Pierwsza połowa nie rzucała na kolana swoim poziomem. Pod bramkami niewiele się działo. Drużyny wprawdzie starały się atakować, ale bramkarze nie musieli się wykazywać swoim kunsztem.

Częściej przy piłce utrzymywali się gospodarze, ale brakowało im spokoju w decydujących momentach. Godnym odnotowania był strzał potylicą Steve'a Kapuadiego oddany w 37. minucie.

Częściej na bramkę Nafciarzy uderzali goście. Jednak próby graczy Pasów szybowały tam, gdzie stał Krzysztof Kamiński. Golkiper bez problemów łapał wszystkie próby przyjezdnych. Najgroźniej wyglądało uderzenie Floriana Loshaja w 35. minucie. Piłka jednak leciała na wysokości rąk Kamińskiego.

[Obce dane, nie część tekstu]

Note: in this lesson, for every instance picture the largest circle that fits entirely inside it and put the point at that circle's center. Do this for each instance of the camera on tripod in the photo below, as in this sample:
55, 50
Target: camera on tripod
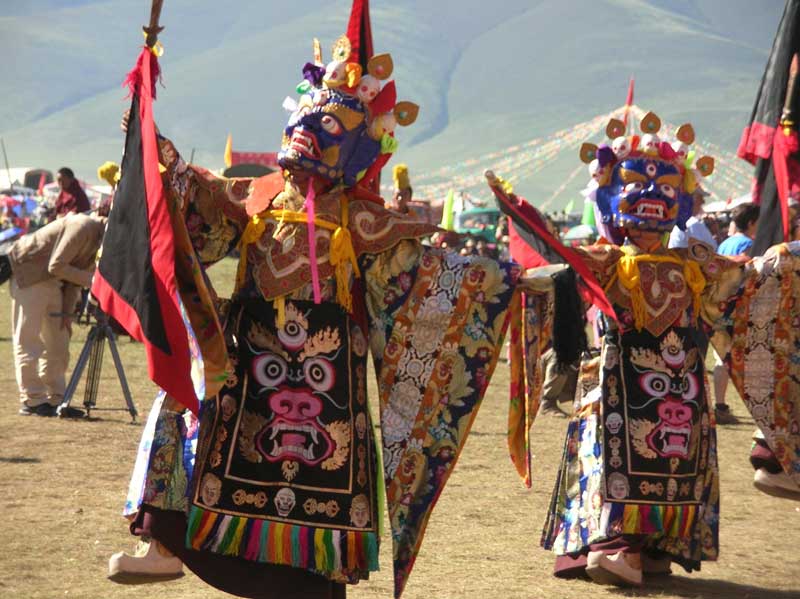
103, 328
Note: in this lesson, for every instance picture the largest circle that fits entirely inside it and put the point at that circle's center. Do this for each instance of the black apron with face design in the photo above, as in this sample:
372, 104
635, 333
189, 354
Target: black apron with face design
655, 418
286, 463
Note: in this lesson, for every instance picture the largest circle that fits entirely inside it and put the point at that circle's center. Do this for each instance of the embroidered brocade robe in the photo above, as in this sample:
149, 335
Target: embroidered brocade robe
286, 462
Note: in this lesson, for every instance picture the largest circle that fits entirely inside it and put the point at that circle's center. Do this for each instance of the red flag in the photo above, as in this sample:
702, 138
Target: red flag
135, 278
628, 102
528, 221
359, 32
521, 251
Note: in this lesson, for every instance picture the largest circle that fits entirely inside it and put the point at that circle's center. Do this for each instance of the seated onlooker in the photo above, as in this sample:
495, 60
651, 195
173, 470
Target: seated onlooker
71, 197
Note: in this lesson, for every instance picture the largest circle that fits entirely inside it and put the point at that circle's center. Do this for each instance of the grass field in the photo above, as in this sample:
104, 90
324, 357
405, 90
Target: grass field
65, 484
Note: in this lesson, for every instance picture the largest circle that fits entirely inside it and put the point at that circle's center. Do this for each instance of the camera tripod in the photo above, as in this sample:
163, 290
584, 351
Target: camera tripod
92, 356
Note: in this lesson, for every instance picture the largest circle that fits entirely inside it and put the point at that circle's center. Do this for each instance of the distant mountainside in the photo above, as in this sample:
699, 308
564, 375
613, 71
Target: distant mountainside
487, 74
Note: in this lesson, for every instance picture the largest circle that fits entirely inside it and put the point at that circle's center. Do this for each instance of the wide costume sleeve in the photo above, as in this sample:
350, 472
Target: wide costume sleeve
207, 220
531, 333
438, 322
212, 207
762, 332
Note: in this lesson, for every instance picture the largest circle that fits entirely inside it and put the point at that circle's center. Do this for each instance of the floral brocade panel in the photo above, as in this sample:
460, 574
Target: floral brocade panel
439, 322
764, 358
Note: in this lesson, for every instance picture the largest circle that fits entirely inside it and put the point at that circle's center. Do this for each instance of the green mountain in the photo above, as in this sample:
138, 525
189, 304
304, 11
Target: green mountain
487, 75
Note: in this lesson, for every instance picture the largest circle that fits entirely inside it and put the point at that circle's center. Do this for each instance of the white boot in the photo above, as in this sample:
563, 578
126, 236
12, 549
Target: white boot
656, 567
621, 569
152, 562
777, 485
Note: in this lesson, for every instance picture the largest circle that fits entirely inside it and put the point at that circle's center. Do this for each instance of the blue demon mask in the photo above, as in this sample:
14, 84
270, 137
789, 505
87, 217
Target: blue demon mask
643, 182
344, 121
327, 135
645, 193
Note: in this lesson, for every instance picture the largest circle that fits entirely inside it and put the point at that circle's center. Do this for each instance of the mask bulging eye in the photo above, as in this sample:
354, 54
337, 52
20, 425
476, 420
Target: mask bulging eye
331, 125
269, 370
655, 383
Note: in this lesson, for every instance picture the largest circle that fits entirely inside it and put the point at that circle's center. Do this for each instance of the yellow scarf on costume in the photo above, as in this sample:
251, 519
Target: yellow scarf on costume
341, 250
630, 278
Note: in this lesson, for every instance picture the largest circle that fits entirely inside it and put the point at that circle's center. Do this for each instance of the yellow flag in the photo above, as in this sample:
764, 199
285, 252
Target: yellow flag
229, 151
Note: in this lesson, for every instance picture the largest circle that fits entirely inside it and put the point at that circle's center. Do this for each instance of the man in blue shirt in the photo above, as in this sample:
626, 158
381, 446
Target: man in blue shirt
695, 227
745, 218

ZOBACZ WIDEO: Czy Raków jest już mistrzem? "Nie, ale jeden rywal mu odpadł"

Po zmianie stron więcej z gry początkowo mieli goście. Wprawdzie zaczęło się w 48. minucie od niecelnej główki Adama Chrzanowskiego, ale później warunki gry dyktowała Cracovia. Podobnie jednak jak wcześniej, brakowało klarownych szans. Aktywny był Patryk Makuch, którego strzały szybowały najczęściej ponad bramką Kamińskiego.

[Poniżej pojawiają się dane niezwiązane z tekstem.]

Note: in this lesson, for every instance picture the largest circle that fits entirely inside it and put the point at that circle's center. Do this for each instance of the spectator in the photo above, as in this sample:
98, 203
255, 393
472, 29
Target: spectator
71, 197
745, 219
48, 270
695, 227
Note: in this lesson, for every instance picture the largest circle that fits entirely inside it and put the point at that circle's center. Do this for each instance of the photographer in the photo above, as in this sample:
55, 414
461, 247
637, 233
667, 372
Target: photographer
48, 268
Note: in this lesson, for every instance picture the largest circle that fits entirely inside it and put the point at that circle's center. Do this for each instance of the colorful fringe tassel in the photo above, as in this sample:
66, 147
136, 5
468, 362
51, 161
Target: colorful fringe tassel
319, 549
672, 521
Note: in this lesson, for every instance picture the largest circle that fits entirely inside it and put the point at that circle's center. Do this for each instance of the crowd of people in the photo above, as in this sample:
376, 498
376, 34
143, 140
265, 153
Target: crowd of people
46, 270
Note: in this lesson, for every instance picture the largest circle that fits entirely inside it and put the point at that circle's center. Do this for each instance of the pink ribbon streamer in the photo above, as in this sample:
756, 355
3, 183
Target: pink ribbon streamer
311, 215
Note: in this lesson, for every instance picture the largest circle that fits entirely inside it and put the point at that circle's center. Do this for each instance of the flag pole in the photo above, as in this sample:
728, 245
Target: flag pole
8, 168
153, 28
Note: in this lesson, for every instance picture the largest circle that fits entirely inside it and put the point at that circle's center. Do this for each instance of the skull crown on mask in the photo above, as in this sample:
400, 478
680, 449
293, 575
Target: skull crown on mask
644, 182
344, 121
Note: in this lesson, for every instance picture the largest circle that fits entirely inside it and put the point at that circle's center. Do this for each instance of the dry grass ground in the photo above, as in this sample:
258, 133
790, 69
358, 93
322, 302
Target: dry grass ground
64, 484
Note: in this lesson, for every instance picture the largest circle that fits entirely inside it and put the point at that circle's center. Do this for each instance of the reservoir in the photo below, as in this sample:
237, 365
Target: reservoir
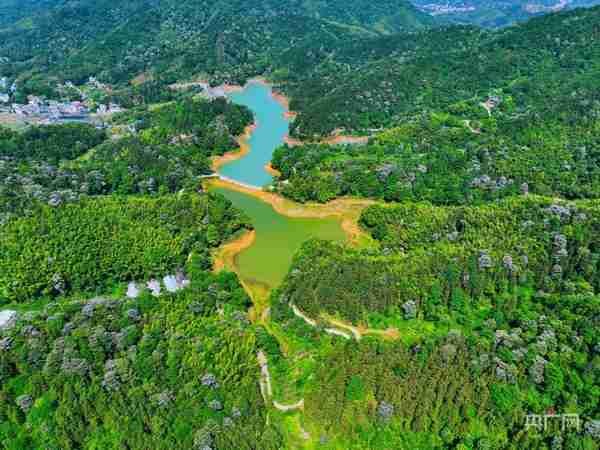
278, 237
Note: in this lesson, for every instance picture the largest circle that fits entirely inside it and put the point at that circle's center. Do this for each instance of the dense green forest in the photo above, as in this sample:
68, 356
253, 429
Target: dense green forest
539, 65
169, 149
228, 40
471, 302
505, 297
495, 13
156, 373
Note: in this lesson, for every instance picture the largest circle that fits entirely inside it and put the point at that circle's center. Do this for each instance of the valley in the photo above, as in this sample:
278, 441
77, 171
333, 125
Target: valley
300, 225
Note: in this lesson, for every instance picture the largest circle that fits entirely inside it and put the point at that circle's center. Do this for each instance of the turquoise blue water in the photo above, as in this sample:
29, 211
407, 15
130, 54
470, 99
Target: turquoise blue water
271, 129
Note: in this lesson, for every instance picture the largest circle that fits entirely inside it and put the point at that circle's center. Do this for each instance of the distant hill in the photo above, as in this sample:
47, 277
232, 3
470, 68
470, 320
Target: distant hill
495, 13
376, 83
233, 38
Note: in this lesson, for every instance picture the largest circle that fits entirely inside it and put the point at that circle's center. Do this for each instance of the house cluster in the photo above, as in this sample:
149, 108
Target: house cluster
439, 9
111, 108
51, 111
6, 89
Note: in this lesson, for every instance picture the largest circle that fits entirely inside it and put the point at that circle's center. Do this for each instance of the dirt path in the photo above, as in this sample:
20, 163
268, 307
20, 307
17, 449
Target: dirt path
351, 331
266, 387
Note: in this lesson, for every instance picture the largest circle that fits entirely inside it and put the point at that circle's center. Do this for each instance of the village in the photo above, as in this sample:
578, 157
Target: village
42, 111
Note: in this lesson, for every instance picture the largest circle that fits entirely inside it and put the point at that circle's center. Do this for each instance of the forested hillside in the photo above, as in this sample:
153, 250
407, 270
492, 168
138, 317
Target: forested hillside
540, 64
494, 313
464, 309
495, 13
230, 40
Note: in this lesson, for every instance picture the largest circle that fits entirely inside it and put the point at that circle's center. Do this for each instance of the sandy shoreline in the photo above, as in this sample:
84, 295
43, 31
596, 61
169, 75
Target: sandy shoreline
225, 256
271, 171
220, 161
348, 210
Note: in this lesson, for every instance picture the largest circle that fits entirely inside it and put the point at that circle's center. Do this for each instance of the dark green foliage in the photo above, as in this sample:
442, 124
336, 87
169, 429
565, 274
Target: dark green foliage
169, 151
230, 40
50, 143
486, 249
494, 13
141, 374
379, 83
91, 245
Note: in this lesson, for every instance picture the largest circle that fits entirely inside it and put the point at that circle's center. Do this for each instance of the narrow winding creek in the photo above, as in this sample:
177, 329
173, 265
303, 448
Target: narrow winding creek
277, 237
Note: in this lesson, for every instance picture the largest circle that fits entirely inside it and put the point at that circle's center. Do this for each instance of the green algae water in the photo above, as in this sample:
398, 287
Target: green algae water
278, 237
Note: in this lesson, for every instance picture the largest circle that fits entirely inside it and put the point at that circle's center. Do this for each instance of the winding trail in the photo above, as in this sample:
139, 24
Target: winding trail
266, 386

Po kwadransie ponownie zaatakowali płocczanie. W 66. minucie doczekaliśmy się gola! Rafał Wolski przed polem karnym rozegrał "klepkę" z Davo i uderzył z ok. 20 metrów w samo okienko!

Cracovia starała się ruszyć do odrabiania strat, ale nie była w stanie poważniej zagrozić gospodarzom. Od 81. minuty drużyna z Krakowa miała kolejny problem. Za dwie żółte kartki boisko musiał opuścić Takuto Oshima.

Grając w przewadze Wisła kontrolowała przebieg końcówki meczu. To Nafciarze częściej atakowali, ale w 87. minucie mógł być remis. Cornel Rapa dogrywał z prawej strony do Benjamina Kallmana, a ten spudłował z dziesięciu metrów.

Więcej bramek w piątkowy wieczór już kibice nie zobaczyli. Płocczanie co najmniej do soboty będą plasowali się na najniższym miejscu podium PKO Ekstraklasy.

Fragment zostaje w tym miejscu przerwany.